Medical debt, in fact, stands out as a surprising problem for millennials. Despite their youth, many have faced significant amounts of health-related costs, which continue to dog them. Gary Mottola, research director of FINRA Investor Education Foundation, says one in three millennials has unpaid medical debt, compared to 22 percent of baby boomers. Indeed, half of the 6,865 millennials in the 2012 FINRA survey worry that they have too much debt. “This is something that’s on their minds and pervades their generation,” Mottola says.
The Wells Fargo survey also found that it’s those debts that are really holding them back. About half of millennials in the survey said more than half of their income goes directly toward paying off debt, and 56 percent said they are living paycheck to paycheck, unable to save for the future. Their top reasons for not saving for retirement include not having enough money to save (84 percent) and having more immediate priorities, like needing to pay off debt (77 percent).
Another problem is that their confidence in the stock market was shaken by the recession, which could hurt them over the long run, if they keep their money in safer spots that earn lower (or no) returns. Among the 1,529 baby boomers in the Wells Fargo survey, 66 percent say the stock market is the best place to invest, while just 59 percent of millennials are willing to say the same. Their hesitancy to invest, though, might fade with time, as we move further away from the recession: Last year, just under half of millennials were willing to call the stock market the best place to invest.
Even those who are invested in the stock marked tend to be putting their money in overly conservative spots, given their age and long time horizon. A significant number of millennials – 30 percent – say they have a quarter or less of their investments in stocks or mutual funds.

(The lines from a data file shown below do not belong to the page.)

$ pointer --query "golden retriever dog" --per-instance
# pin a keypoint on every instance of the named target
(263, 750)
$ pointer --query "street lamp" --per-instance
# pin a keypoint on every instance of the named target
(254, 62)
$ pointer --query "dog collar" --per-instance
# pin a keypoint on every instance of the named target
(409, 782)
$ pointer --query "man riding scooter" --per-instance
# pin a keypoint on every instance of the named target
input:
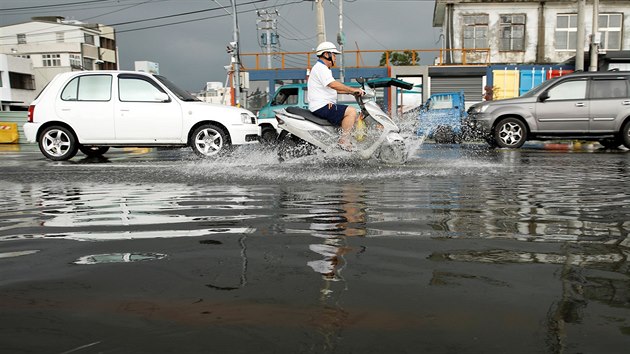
(322, 94)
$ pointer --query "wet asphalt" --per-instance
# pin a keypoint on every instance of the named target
(463, 249)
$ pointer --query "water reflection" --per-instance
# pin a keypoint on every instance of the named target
(589, 273)
(120, 211)
(126, 257)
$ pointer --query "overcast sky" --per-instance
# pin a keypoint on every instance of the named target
(190, 49)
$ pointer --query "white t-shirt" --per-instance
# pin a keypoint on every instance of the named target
(319, 94)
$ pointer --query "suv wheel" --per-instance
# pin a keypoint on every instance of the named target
(209, 140)
(268, 135)
(625, 134)
(510, 133)
(611, 143)
(58, 143)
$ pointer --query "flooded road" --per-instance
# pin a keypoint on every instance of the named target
(461, 250)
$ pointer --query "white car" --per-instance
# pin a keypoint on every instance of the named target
(94, 110)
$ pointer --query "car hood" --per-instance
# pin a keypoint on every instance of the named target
(215, 107)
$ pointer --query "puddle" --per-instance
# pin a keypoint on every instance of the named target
(17, 253)
(119, 258)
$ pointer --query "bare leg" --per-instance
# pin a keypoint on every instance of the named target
(347, 123)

Pat Pearsall-Ramey, a financial planning manager at Ernst & Young, says millennials are simply too inexperienced to know what to do with their money. “They don’t know how to make investment decisions. They are new to being investors, and they overreact,” she says. They might watch the news and see a worrisome story and sell their stocks, for example, whereas a more experienced investor would know that it’s usually best to hold shares (within a diversified portfolio) over longer periods.
Corrected on June 18, 2014: A previous version of this story misstated the source of Gen Y’s best advice to others. It came from Wells Fargo.